Taking a deep breath, I slowed to a jog and then slipped effortlessly into a standstill, appraising my surroundings. Grass in severe need of cutting. Broken bottles with edges nearly as jagged as my unnaturally sharp fingernails. Abandoned lots, like this one, were the perfect hunting ground for Canis daemonum. My instincts had directed me to the right place.

Now, I just had to wait for the monsters to show.

In lore, hellhounds tracked down the souls of the damned and dragged them back to hell in bloody shreds. In reality, ’hounds were attracted to rotting sores, flesh marinated in dirt and grime, and certain chemical substances that found their way into the human bloodstream from time to time. They preyed on the weak, the degenerate, the homeless.

The kind of people that others ignored and forgot. The kind who weren’t missed when a government-protected species mowed them down. If the worst happened here tonight, there might be an article in the paper the next day. There might not. But either way, the rest of the world would just go on living, comfortable in the belief that it couldn’t happen to them, certain that the government had the monsters under control.

That they were the kind of thing that we could control.

Not tonight.

My heart didn’t race. My gaze never wavered. And as the fetid smell of rotting blood filled my nostrils, the unbearable pressure inside my veins fell away like a sand castle under the force of a wave. The entire world went still.

Perfect. Utter. Calm.

I crouched, reaching for my knife, feeling its weight, its balance, its edge. And then I lifted my eyes to stare directly into the blood-red irises of one beast after another as they emerged from the brush.

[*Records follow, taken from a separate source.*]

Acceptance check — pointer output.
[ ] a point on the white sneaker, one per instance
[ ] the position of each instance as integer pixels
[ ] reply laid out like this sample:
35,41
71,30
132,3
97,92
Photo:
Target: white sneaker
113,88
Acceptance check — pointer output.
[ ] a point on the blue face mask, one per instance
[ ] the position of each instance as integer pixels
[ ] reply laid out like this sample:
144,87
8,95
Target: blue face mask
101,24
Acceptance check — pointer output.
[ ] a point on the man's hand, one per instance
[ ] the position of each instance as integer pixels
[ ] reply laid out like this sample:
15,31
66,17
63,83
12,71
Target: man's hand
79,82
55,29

Three of them. Endangered, my ass.

The sound of the hellhound’s growl, like a chainsaw tearing through rusted metal, was the only warning I got before it leapt for my jugular. A human would have ducked. I leapt for its jugular.

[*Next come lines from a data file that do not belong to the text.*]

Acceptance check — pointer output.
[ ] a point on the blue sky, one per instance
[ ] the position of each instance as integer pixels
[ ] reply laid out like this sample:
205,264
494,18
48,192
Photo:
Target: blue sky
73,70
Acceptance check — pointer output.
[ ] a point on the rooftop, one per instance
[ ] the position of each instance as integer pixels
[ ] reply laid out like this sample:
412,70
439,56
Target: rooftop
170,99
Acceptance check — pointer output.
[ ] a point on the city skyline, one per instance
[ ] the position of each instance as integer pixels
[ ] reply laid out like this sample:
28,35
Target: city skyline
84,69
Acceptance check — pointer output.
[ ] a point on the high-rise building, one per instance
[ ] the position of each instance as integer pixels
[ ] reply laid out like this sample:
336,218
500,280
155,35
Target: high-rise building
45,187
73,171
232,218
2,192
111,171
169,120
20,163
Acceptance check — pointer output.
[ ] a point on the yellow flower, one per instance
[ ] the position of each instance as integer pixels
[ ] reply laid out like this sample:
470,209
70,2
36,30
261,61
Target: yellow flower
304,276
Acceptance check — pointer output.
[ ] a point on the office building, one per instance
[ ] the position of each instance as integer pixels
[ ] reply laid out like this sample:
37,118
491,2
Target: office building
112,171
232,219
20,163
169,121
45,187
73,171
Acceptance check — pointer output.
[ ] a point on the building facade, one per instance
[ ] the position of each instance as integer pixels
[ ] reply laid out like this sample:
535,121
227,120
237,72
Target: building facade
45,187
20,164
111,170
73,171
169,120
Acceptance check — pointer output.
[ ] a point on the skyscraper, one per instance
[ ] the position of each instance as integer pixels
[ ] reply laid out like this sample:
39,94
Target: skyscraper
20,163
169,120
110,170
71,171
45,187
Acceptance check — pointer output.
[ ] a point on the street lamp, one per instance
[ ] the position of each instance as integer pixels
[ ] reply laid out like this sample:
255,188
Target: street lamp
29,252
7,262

Our bodies collided midair, and I buried my knife up to the hilt in one blood-red eye before my opponent’s superior mass and speed sent me flying backward, three hundred pounds of ugly on top of me. As my body slammed into the ground, I twisted my wrist and was rewarded with the sound of steel tearing through the hellhound’s thick, sinewy flesh. From this angle, I couldn’t get to the beast’s heart, but I had bigger problems. Like, for example, the claws digging into my shoulders and the massive jaw that had unhinged itself like a snake’s to aid and abet my prey in biting off my head.

Not so fast, Fido.

In a single, fluid motion, I jerked my dagger out of the monster’s eye and thrust my other arm into its mouth. Razor-sharp teeth clamped down over the bait, cutting through the flesh of my forearm like butter and snapping the bone.

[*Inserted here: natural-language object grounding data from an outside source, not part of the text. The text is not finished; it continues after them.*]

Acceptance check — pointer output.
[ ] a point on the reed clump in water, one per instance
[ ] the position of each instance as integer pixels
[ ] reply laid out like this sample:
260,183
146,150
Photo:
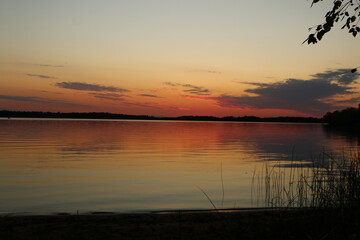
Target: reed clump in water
329,182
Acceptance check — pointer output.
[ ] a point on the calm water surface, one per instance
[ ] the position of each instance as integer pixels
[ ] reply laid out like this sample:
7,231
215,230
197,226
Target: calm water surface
86,165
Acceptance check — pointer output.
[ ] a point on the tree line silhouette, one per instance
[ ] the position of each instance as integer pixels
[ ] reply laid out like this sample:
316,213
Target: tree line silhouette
105,115
346,117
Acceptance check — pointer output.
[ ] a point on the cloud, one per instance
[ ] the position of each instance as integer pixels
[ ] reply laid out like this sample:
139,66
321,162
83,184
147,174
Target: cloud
89,87
109,96
307,96
189,88
24,98
171,84
40,100
342,76
40,76
148,95
48,65
207,71
146,105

The crunching sound wasn’t exactly pleasant, and the hellhound’s breath was killer, but other than that, I wasn’t really bothered. People like me?

We didn’t feel pain.

My blood splattered everywhere, but messy eater or not, the hellhound managed to get some of my flesh in its mouth, and the moment my blood touched its tar-black tongue, the beast froze, paralyzed. I jerked what was left of my arm out of its mouth and managed to drag myself out from underneath its carcass as it fell.